Я не знал, что такое ананас, но хорошо понимал, что означает "не заработали". Мы жили вдвоем на грошовую пенсию деда. Мы не получали даже моего крохотного детского пособия: его пропивал неведомо где мой отец. И я умолкал.
А по телевизору, из вечера в вечер, показывали одно и то же: взрывы, взрывы, взрывы, на улицах, в супермаркетах, на станциях метро. Взрывы в Нью-Йорке, Париже, Гамбурге, Милане. Дым, разрушенные стены, осколки стекла, неподвижные тела убитых и шатающиеся, окровавленные раненые. Растерянные метания полицейских, бегущие санитары с носилками. Взлетающие с авианосцев самолеты, увешанные гроздьями бомб, и новые взрывы, только снятые с высоты: огненно-дымные клубки, вспыхивающие среди зелени джунглей или стремительно покрывающие склоны гор.
Все было привычным, и, поглядывая на экран, дед спокойно жевал беззубыми деснами вареную картошку. Только иногда, если случалось что-то особенное, он оживлялся и комментировал:
– Во молодцы, и в Мехико дом рванули! У этих никто не отсидится, джихад так джихад!
Или насмешливо качал головой:
– Хе, фосгену напустили! Это даже как-то и несерьезно, фосген. Что же им, с ихними деньжищами, зарина не купить?
– Деда, - спросил я однажды, - а кто такие террористы?
– Сумасшедшие.
– Это чего, сумасшедших столько?
– Хватает, - сказал дед.
– А у нас они чего-нибудь взрывали?
– Еще как взрывали!
– А теперь не взрывают?
– Теперь нет.
– А почему?
– Потому что правительство у нас такое.
– Хорошее?
– допытывался я.
– Ну, такое… - сморщился дед.
– Крепкое. Вот скоро в школу пойдешь, там тебе объяснят.

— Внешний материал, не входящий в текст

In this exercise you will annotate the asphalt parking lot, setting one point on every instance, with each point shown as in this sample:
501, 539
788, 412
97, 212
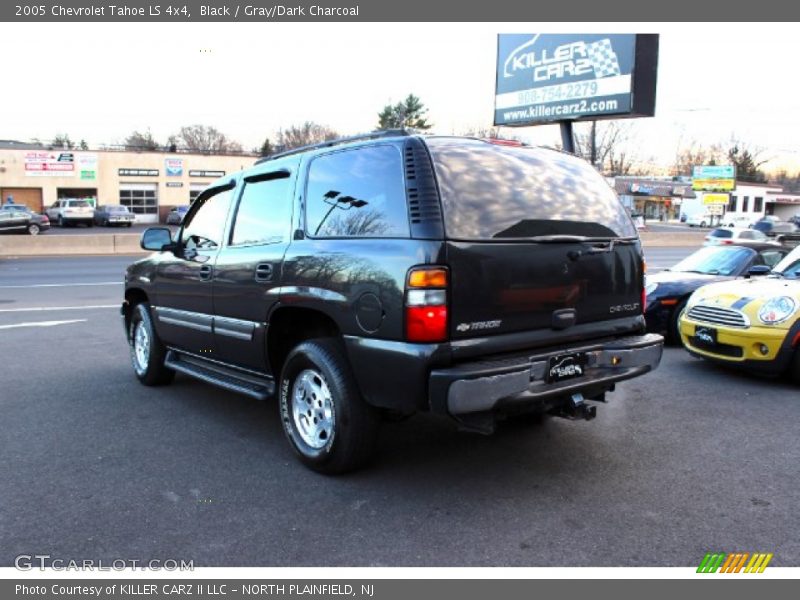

И мне объясняли. Я пошел в школу в последние годы Правительства национального возрождения - ПНВ, как сокращенно его называли не только в газетах, но и в школьных учебниках. Правда, тогда, в конце двадцатых, никто еще не догадывался, что эти годы ПНВ - последние. Портреты президента, генерала Глебовицкого, в кителе, с единственным орденом - белым скромным крестиком, висели во всех классах. Нашим первым чтением были рассказы о подвигах, которые он совершал еще молодым лейтенантом на афганской войне.